BATON ROUGE – LSU’s Center for Computation & Technology, or CCT, will present research enabled through high-performance computing systems, high-speed networking, advanced software, and innovative computational applications during the annual Supercomputing Conference, Nov. 12-18, in Seattle, Wash.

 

The Supercomputing Conference, which originated in 1988, is the premier international conference on high-performance computing, networking, storage, and analysis.
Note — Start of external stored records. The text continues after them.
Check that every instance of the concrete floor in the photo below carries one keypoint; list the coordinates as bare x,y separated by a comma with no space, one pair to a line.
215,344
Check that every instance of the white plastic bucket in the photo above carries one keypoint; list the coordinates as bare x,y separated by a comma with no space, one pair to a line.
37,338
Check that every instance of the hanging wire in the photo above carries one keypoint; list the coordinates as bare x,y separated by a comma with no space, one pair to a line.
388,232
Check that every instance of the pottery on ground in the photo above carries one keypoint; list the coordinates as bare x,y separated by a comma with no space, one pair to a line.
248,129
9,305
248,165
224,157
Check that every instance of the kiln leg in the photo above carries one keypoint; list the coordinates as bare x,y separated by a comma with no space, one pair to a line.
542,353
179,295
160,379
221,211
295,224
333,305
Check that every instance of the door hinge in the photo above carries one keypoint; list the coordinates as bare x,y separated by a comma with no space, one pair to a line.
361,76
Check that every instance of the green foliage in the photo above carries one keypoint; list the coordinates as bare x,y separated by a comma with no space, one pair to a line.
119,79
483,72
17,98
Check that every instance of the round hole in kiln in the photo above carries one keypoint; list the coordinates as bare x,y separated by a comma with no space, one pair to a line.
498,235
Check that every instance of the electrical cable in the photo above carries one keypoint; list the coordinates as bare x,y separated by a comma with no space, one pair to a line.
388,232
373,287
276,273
CCT will host a booth during the exhibition portion of the conference that will feature different research projects being conducted at LSU through HPC. Topics include the Louisiana Alliance for Simulation-Guided Materials Applications program, or LASiGMA; coastal research and cyberinfrastructure; Cyberinfrastructure of Reconfigurable Optical Networking, or CRON; the Nature Collaboration; Systems, Technologies, Emergent Parallelism and Algorithms Research, or STE||AR; the Ubiquitous Computing and Monitoring System project, or UCoMS; the CACTUS toolkit; and compilation and code generation research.

 

The LSU booth will also display three demos during the exhibition:

  1. A distributed adaptive mesh refinement demo with interactive power management and fault tolerance will be shown in realtime, allowing users to interactively change the power available and watch the resulting change in flops. The user can also interactively kill cores without destroying the simulation.
  2. A symmetric contact demo in 3-D will allow the user to explore colliding various projectiles in realtime simulation and directly compare simulations with and without global barriers. The user can supply the contact configuration, velocity and material.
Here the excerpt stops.